The war, with its daily heroisms and daily atrocities, strained the bounds of peacetime belief.
Jacob arrived in Marseilles at the turn of the year, just after the Germans had taken over the whole of France. He had been prevented from coming sooner. Sylvie’s message had reached him late. His first instinct was to go to her. But he had weighed up his desire to see her, to comfort her against other commitments. The latter had won. As had his sure sense that to see her at that moment, would endanger them both and implicate others.
As the Allies began to make dents into the German war machine, retaliatory measures in the occupied zones grew ever fiercer. Police vigilance increased and acts against the Jewish population and resisters multiplied. For some time now, Jacob had been worried about the safety of the house on the hill and Sylvie’s too frequent visits there. He had already decided, before receiving Sylvie’s note, that the house had outlived its use. The present group of inhabitants would be the last. But he had been too late.
Jacob quickly ascertained that the group had been removed to Gurs. He had spent several weeks there working as a doctor during the winter when the typhoid epidemic was at its height. Over a thousand of its sixteen thousand inmates had died of disease or starvation. He knew that it was possible to get people out: he had done it before. But it would be too risky for him to go back there again. He set about making contacts with other medical personnel and the Red Cross. Three days after Sylvie had left Gurs with Caroline, two men were smuggled out of the camp in a Red Cross ambulance. One of them was Joseph Rittner. Jacob did not learn until later that he had been recaptured crossing the Pyrenees. He did learn that there was no one in the camp by the name of Caroline Berger.
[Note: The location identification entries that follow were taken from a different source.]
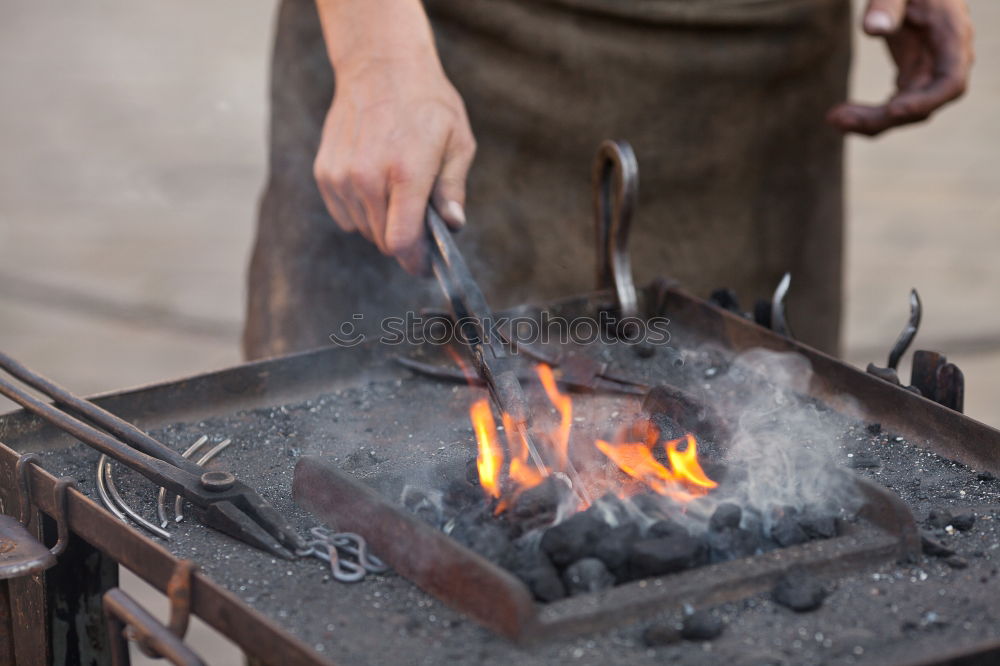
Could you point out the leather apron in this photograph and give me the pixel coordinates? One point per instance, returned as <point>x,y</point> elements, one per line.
<point>723,101</point>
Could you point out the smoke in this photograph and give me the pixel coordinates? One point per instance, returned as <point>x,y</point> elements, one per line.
<point>784,447</point>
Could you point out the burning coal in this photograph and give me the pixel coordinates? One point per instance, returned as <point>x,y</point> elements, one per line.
<point>679,476</point>
<point>582,511</point>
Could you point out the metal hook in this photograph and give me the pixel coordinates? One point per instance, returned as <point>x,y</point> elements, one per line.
<point>909,331</point>
<point>779,322</point>
<point>356,545</point>
<point>616,193</point>
<point>60,511</point>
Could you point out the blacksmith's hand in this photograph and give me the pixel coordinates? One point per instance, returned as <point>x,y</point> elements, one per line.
<point>397,134</point>
<point>931,44</point>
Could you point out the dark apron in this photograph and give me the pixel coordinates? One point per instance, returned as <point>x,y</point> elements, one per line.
<point>723,101</point>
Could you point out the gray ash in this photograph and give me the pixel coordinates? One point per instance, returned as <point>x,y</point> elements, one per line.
<point>612,542</point>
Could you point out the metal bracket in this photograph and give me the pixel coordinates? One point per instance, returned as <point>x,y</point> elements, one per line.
<point>616,193</point>
<point>21,554</point>
<point>128,621</point>
<point>931,376</point>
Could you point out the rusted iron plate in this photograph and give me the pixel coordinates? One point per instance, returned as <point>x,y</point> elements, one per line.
<point>437,564</point>
<point>496,599</point>
<point>847,389</point>
<point>20,553</point>
<point>252,632</point>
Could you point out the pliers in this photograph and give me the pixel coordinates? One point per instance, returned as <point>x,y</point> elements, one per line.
<point>228,505</point>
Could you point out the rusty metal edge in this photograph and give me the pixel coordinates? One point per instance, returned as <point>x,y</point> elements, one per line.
<point>499,601</point>
<point>269,382</point>
<point>253,632</point>
<point>444,568</point>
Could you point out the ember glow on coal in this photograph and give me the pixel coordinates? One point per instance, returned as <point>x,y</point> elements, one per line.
<point>583,512</point>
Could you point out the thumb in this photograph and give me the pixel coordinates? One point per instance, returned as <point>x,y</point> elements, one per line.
<point>449,189</point>
<point>883,17</point>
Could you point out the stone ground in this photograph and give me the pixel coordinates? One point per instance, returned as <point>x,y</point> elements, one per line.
<point>134,145</point>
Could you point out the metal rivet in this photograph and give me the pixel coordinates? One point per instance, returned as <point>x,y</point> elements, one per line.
<point>217,480</point>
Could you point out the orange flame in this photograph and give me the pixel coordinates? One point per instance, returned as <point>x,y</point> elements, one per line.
<point>490,459</point>
<point>674,471</point>
<point>685,463</point>
<point>564,405</point>
<point>683,481</point>
<point>636,460</point>
<point>521,471</point>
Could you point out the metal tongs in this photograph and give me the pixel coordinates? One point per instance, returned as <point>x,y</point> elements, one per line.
<point>491,353</point>
<point>229,505</point>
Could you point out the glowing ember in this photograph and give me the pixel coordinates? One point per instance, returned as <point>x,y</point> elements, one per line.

Now he had come to Marseilles to say goodbye to Sylvie. The German occupation of the Southern Zone dictated new strategies. It was imperative for him to go underground: the moment for armed resistance had come. Any future contact with Sylvie could only endanger her and the success of any operations he was involved in. He knew that his very love for her made her his Achilles heel. Yet he wanted desperately to see her, to hold her if only for one more time.
Jacob, however, had not sufficiently prepared himself for Sylvie’s state, for the difficulty of a meeting which was in reality a parting. Never compliant, Sylvie was now vehement. When he slipped into her room in the Hotel d’Algers late on that chill January night, she flew at him in a storm of irascibility.
‘You, where have you been? I haven’t seen you for months. I wrote to you.’
A torrent of abuse covered him. From within it, he watched her, marvelled at the savagery of her eyes, at her beauty. He tried to take hold of her, cover her words with a kiss. But she pummelled his chest, drew away.
‘No,’ she said fiercely. ‘I need to talk to you. Do you know what they’ve done to Caroline. She’s a ruin. She can hardly speak. They killed her baby. She, she, that woman,’ Sylvie spluttered, ‘that Nadine of the hundred eyes. She killed her. It’s all her fault. I want you to help me get her. Stamp out those putrid little informers.’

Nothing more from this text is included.